Whenever you're generating IO statistics for a logical entity with redundancy, you have a choice for how to present information about the volume and number of IOs. One option is to present the logical view of IO, where something asked you to write 1 GByte of data so you report that. The other option is to present the physical view of IO, where although you were given 1 GB to write, you wrote 2 GB to disk because you wrote it to both sides of a two-way mirror.
The logical view is ofte how people think of doing IO to entities with redundancy, and it's what things such as Linux's software RAID normally report. If you write 1 GB to a two-way Linux software RAID mirror, your disk IO statistics will tell you that there was 1 GB of writes to 'mdX' and 1 GB of writes to two disks (correlating this is up to you). If you do the same thing to a ZFS filesystem in a pool using mirrored vdevs, 'zpool iostat' will report that the pool did 2 GB of write IO.
(Well, 'zpool iostat' itself will report this as a bandwidth number. But the underlying information that ZFS provides is the cumulative volume in bytes.)
Presenting pool and vdev IO volume statistics the way ZFS does has the useful property that the numbers all add up. If you sum up all of the IO to devices in a vdev, you get the IO volume for the vdev; if you sum up IO volume across all vdevs, you get the IO volume for the pool (ignoring for the moment the prospect of devices being removed from a vdev). However, it makes it somewhat harder to know what logical write volume (and sometimes read volume) you're actually seeing, because you have to know how your vdevs multiply logical write IO and take that into account. A pool reporting 1 GB of write IO with two-way mirrors is seeing much more logical IO than a pool with four-way mirrors would be.
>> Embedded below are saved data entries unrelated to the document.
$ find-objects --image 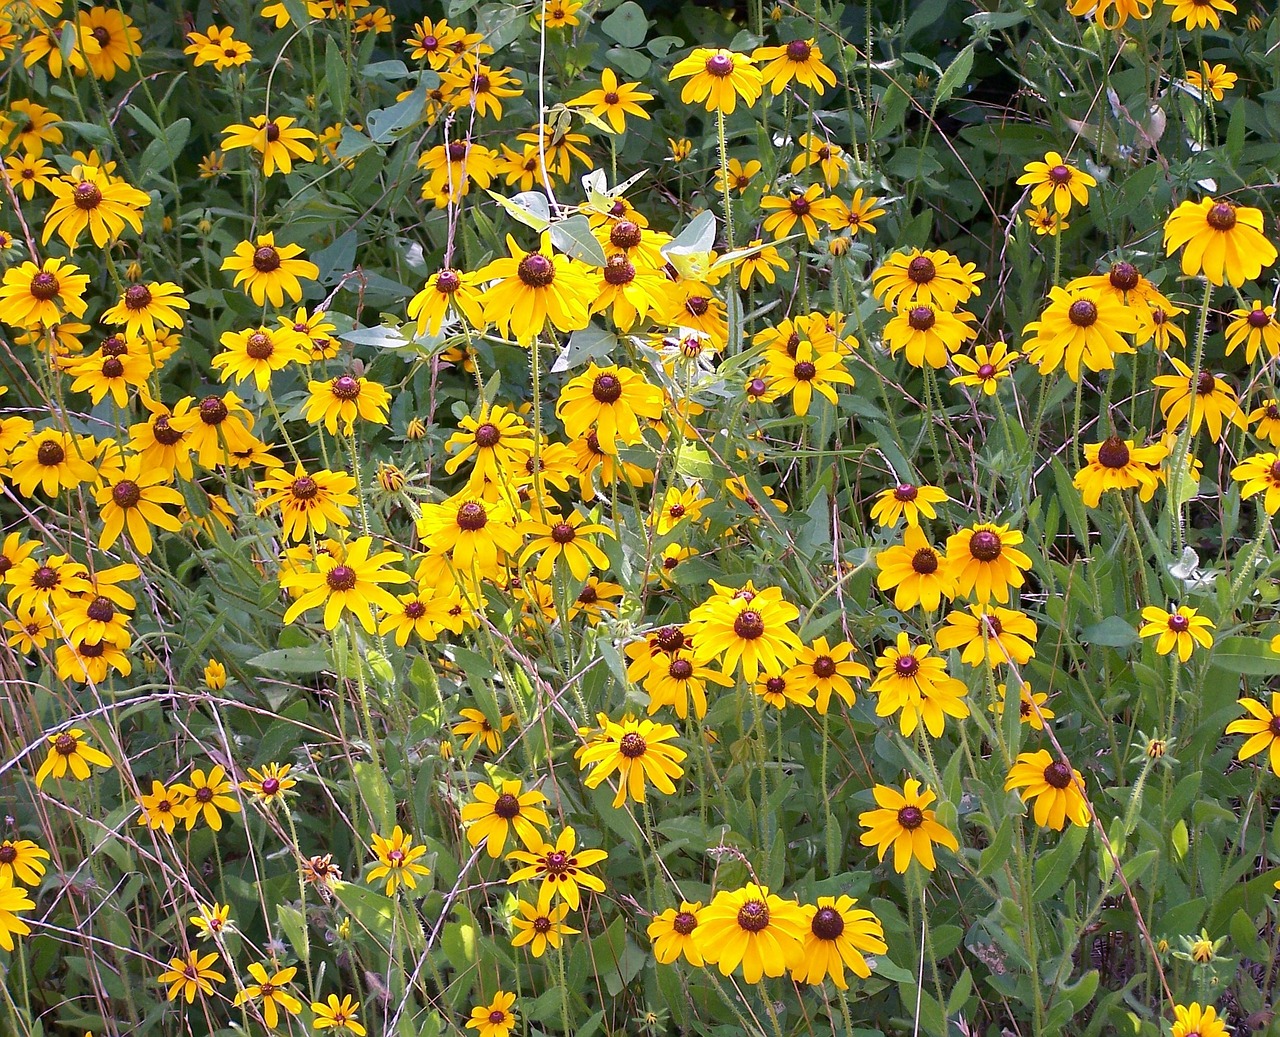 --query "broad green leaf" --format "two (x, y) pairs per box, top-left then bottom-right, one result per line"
(1080, 616), (1139, 648)
(550, 214), (607, 266)
(1209, 636), (1280, 675)
(601, 1), (648, 47)
(245, 644), (330, 673)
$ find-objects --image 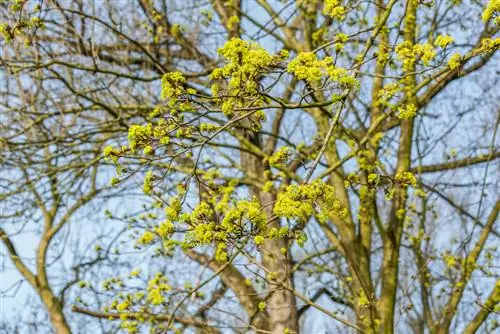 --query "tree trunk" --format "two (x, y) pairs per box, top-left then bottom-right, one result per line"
(240, 127), (299, 333)
(39, 287), (71, 334)
(260, 191), (299, 334)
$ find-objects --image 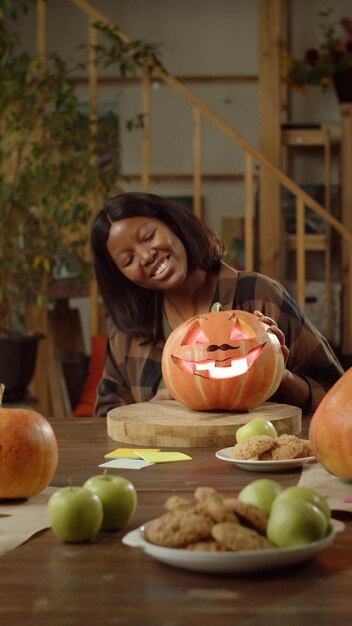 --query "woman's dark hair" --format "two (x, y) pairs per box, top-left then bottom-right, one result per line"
(90, 192), (225, 343)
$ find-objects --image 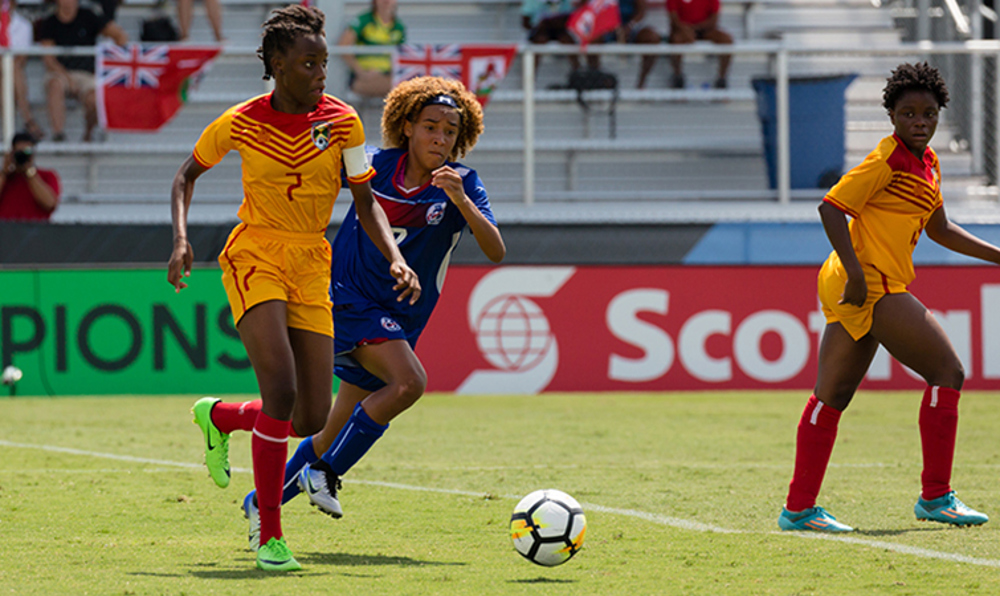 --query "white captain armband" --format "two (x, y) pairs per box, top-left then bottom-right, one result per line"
(343, 145), (373, 181)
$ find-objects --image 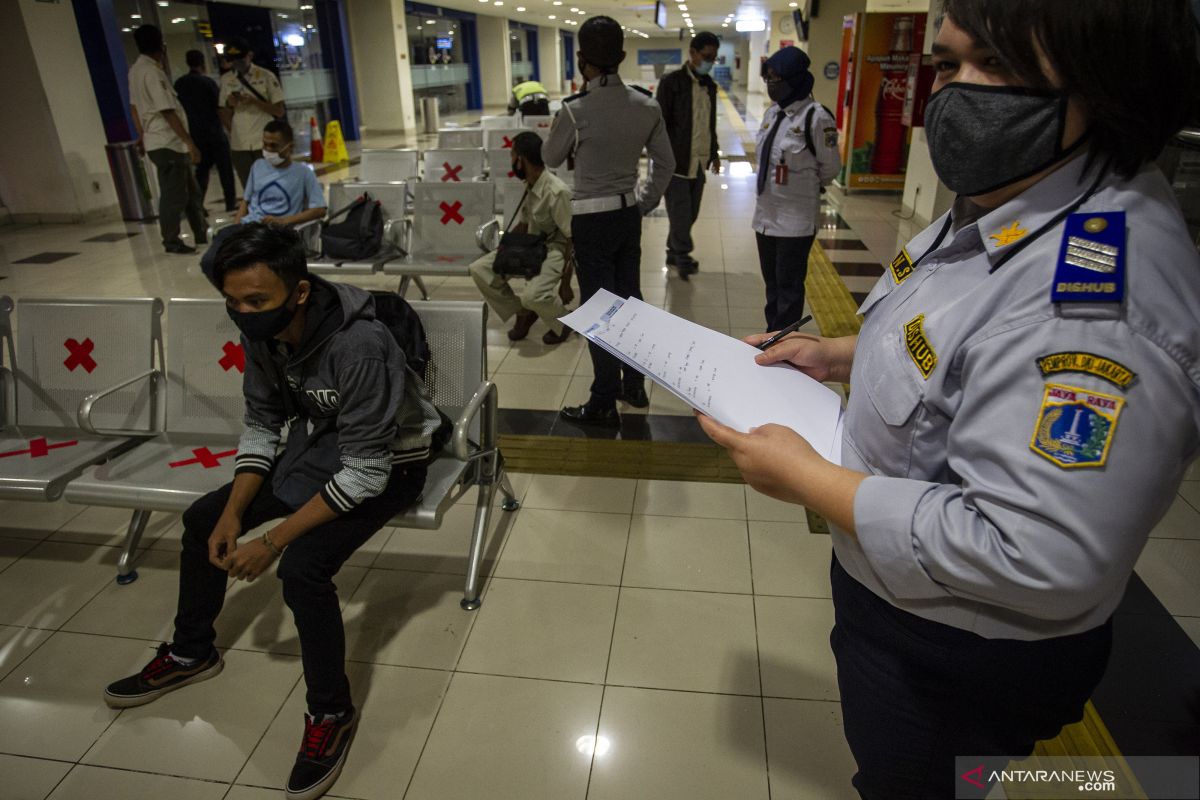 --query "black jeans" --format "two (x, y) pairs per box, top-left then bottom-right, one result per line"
(572, 205), (645, 406)
(147, 148), (206, 248)
(172, 464), (427, 714)
(195, 136), (237, 211)
(830, 556), (1113, 800)
(665, 165), (705, 260)
(755, 231), (814, 331)
(231, 149), (261, 194)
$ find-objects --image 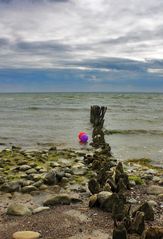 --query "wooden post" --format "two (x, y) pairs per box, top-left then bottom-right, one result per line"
(90, 105), (108, 148)
(90, 105), (107, 127)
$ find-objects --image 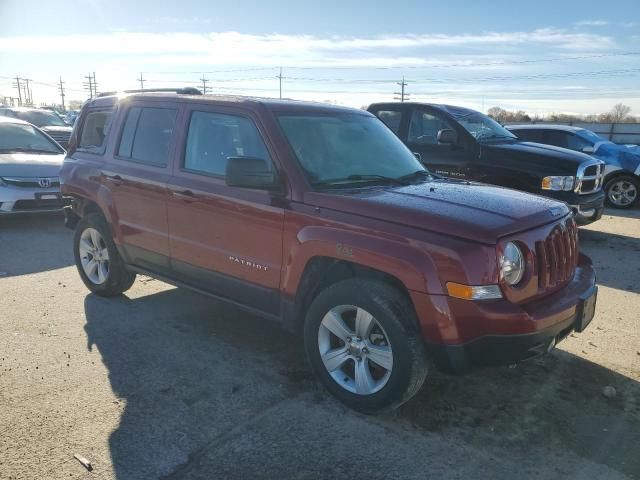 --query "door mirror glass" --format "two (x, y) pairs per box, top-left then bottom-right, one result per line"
(413, 152), (422, 162)
(581, 145), (595, 154)
(225, 156), (279, 190)
(437, 128), (458, 145)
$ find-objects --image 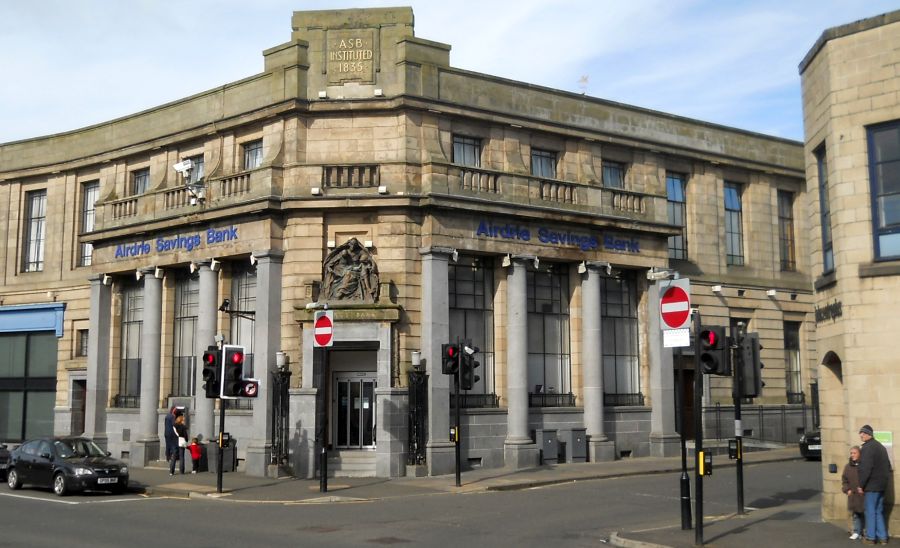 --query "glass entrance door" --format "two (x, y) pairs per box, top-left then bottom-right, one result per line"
(334, 374), (376, 449)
(Of course, IO volume and load is already not really comparable across pools because different pools may have different numbers of vdevs even if they have the same type of vdev. A pool with three mirror vdevs can handle much more write volume than a pool with only one mirror vdev, assuming they're using the same disks and so on.)
One view of logical IO volume for a pool can be gotten by adding up all of the per-dataset IO statistics (assuming that you can get them). However this will give you a genuine logical view of things, including read IO that was satisfied from the ARC and never went to disk at all. For some purposes this will be what you want; for others, it may be awkward.
The old simple per-pool IO statistics worked this way, so in a sense I should have known this already, but those are a different and now-obsolete system than the statistics 'zpool iostat' uses. ZFS is also somewhat inconsistent on this; for example, pool scrub progress on mirrored vdevs is reported in logical bytes, not physical ones.
PS: As you'd expect, the 'zpool iostats' level IO statistics report scrub IO in physical terms, not the logical one that 'zpool scrub' reports. In modern sequential scrubs on mirrored vdevs, the physical IO from 'zpool iostat' can add up to more than the total amount claimed to be scrubbed times the mirror level. I assume that this extra IO is due to any IO needed for the initial metadata scan.